Victor started throwing around a baseball with his older brother when he was 4 years old. When Gift came home the past few years, tired from the long grind of a full season in the Pirates' Minor League system, Victor asked to practice with him.
"He's like my little son. I've looked after him since we were little kids," Gift said. "We have this unique relationship that's indescribable.

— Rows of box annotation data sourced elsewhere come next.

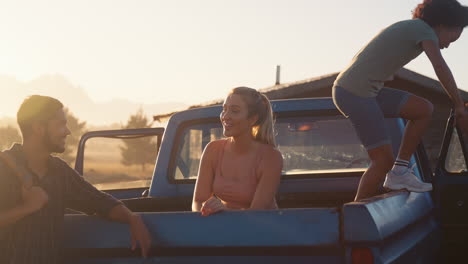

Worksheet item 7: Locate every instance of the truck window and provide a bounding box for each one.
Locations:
[445,129,467,173]
[172,116,370,180]
[83,136,158,190]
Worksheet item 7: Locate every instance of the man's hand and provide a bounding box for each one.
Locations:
[21,186,49,213]
[200,196,226,216]
[454,107,468,135]
[129,214,151,258]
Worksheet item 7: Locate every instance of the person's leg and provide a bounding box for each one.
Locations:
[354,144,394,201]
[398,95,434,161]
[376,88,433,192]
[333,87,394,201]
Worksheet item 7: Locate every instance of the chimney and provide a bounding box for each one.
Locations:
[275,65,281,85]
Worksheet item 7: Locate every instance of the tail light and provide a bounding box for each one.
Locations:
[351,248,374,264]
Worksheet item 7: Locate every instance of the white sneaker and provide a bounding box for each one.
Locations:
[383,164,432,192]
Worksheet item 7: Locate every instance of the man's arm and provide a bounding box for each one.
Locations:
[0,161,48,228]
[421,40,468,134]
[63,161,151,257]
[107,205,151,257]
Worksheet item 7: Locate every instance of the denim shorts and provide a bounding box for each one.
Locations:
[333,86,411,150]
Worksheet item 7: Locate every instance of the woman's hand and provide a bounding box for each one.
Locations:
[200,196,226,216]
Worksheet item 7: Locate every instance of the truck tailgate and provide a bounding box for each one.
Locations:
[65,208,344,263]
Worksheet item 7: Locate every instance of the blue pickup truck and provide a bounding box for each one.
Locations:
[65,98,468,264]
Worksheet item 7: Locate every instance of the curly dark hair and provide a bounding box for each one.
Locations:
[413,0,468,28]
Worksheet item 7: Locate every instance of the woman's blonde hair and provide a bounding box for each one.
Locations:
[229,87,276,147]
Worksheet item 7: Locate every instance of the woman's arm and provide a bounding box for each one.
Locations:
[421,40,465,111]
[192,141,218,212]
[421,40,468,133]
[249,148,283,210]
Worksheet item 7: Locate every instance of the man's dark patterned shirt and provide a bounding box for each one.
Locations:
[0,144,120,264]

My love for him is unconditional."
Recently, Gift has become more like a parent and guardian for Victor. Maureen was diagnosed with double pneumonia and passed away in 2013.
"He's obviously taken over my mother's role, but not proper. Nobody can replace a mother, you know what I mean?" Victor said. "Over these years, he's been my role model. He's been my father figure, too."
"I'm like his father, but at the same time his best friend," Gift added. " We drive each other. We support each other. We make each other smile. In difficult situations, I know I can call him and he knows he can call me."
Gift will spend the year with the Bucs' Triple-A Indianapolis affiliate, perhaps receiving the long-awaited callup to Pittsburgh. In his first professional season, Victor will live in the dorms of the club's Pirate City complex like Gift once did, playing in extended spring camp games and the Gulf Coast League.
When they fly home for the winter, they'll return to the same small clubhouse room where their mother raised them.
Two months after he signed, Victor got off a plane from South Africa and set foot in the United States for the first time. He retrieved his bags, found the car sent to pick him up, stood in front of the driver's door and waited. Back home, that would have been the passenger's side.
"Everything's opposite here," he said. "The driver was like, 'No, you've got to go to the other side.'"
The reality of life in the United States hasn't quite settled in for Victor. He's not yet ready to wrap his 18-year-old mind around the enormous improbability of his family's story playing out the way it has, two brothers who grew up in a South African baseball clubhouse playing professionally for the same Major League organization -- something they dreamed about as kids and visualized every time they'd practice turning double plays together.
"It's really cool to see. The odds of just having two South African players signed, having them be brothers and having them be in the same organization are slim to none," said Larry Broadway, the Pirates' director of Minor League operations. "It's definitely a unique and very exciting experience."
A week ago, the Bucs cut Gift from their big league Spring Training roster and sent him to Minor League camp. For the next few weeks, Gift will be back in the crowded Pirate City clubhouse. It's where he began his career, where Victor will now begin his.
They have come a long way since Feb. 9, 1998, but one thing hasn't changed.
"If he needs help, I'm always here," Gift said. "We'll just be there for each other every single day of this journey."